Whilst many of the later Arctic Monkeys‘ tracks would feature romantic yearnings and imaginary trips to a lonely hotel and casino complex in outer space, their early output was largely comprised of the ‘kitchen sink reality’ that naturally arises as a product of growing up in working-class Sheffield.

As such, we can closely examine the songs from Whatever People Say I Am, That’s What I’m Not and Favourite Worst Nightmare and try to discover exactly where the inspiration for the tunes came from. Of course, this can also be aided by what the actual band members have said about them.

One of the tunes that got it all going for the four-piece was their second single, ‘When The Sun Goes Down’, formerly titled ‘Scummy’. The track is about the dodgy characters that would hang around outside the band’s rehearsal room in Neepsend, Sheffield. Alex Turner once said, “You’d see a bloke with a carrier bag or [something], and it’s like, ‘What the fuck is he doing here at this time of the night?’ Or you’d be packing your guitars away, and somebody [would] walk past and be like, ‘How much is one of them worth?'”

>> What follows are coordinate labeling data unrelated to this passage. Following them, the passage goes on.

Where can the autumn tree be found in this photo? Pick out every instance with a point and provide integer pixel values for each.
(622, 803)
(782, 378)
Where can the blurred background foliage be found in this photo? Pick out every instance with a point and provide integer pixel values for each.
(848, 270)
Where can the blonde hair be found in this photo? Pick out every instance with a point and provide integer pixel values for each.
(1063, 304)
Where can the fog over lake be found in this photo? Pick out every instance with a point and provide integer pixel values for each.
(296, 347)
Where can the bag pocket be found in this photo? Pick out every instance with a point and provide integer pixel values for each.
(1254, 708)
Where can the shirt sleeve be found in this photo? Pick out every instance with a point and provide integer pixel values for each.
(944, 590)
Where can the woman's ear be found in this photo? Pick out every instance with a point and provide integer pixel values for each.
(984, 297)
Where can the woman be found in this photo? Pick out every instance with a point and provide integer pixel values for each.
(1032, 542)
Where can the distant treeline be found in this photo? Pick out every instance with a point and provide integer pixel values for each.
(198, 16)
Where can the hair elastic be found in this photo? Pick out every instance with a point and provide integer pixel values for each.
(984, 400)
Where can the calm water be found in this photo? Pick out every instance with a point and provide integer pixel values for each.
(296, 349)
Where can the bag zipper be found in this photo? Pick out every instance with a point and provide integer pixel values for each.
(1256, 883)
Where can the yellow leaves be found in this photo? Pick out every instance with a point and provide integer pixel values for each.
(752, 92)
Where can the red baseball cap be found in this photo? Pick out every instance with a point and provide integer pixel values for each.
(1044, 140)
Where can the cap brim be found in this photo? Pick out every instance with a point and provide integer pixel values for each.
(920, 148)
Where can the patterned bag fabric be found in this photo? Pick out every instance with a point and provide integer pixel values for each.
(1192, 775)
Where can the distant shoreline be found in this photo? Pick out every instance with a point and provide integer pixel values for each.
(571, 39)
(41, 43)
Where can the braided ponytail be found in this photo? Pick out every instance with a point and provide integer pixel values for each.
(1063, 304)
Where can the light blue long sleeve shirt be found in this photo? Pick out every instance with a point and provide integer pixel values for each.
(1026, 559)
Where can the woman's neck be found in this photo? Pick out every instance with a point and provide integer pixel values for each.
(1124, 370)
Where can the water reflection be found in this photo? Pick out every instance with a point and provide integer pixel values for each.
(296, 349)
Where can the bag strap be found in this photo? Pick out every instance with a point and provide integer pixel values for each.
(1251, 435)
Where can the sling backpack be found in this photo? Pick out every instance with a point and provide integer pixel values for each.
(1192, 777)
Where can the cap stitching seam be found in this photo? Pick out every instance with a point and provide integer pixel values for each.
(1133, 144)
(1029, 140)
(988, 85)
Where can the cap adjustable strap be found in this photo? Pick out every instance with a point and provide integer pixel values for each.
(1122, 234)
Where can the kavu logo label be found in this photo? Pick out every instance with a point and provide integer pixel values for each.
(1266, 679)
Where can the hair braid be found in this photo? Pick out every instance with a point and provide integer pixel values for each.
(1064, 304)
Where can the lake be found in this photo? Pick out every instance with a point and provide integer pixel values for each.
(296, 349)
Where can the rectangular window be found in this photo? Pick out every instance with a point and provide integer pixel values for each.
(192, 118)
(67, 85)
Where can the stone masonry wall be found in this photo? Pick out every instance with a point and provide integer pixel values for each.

Harking back to that now nostalgic mid-2000s era of indie rock, ‘Fake Tales of San Francisco’ is a nod to the time that Turner worked at The Boardwalk venue in Sheffield. The track references the ill taste of clothing worn by people who thought they were better than they really were during that period; “the trilbies and the glasses of white wine”. Essentially this song is all about the people who were trying to act like they were big shots from “New York City”, but they were rather from “Rotherham”.

The second single from the band’s sophomore effort, ‘Fluorescent Adolescent’, started as a word game between Turner and his then-girlfriend Johanna Bennett. Bennett once revealed, “We were on holiday and had cut ourselves off from everything. So as not to drive each other mad, we started messing around with these words, like a game, singing them to each other.” So there are large parts of Bennett within the track.

Bennett is also likely to be the real-life figurehead behind the inspiration for the sombre-sounding ‘505’. Turner once said that the tune was “The first proper love song we’ve done. As in like, ‘Oh, it’s that one person.'” The track primarily revolves around a seemingly long-distance relationship and the struggles that come with it, with Turner longing to see his lover through a rose-tint but may have to face an alternate reality when he finally gets to see them.

Turner would frequently return to his romantic losses and conquests over the span of his career, and ‘Do Me A Favour’ also seems to be about a real person (perhaps Bennett again, or maybe even Alexa Chung). Turner said of the song, “It’s about a goodbye, really, and about me being a bit of a knob. Perhaps I were craving to experience something else and looking back and feeling like you were a bit of a knobhead, just in how you perhaps treated that person. It’s just describing a goodbye. That’s another thing – when you’re with someone they seem happier in photos before you met her, or happier in stories from before. I always think they do.”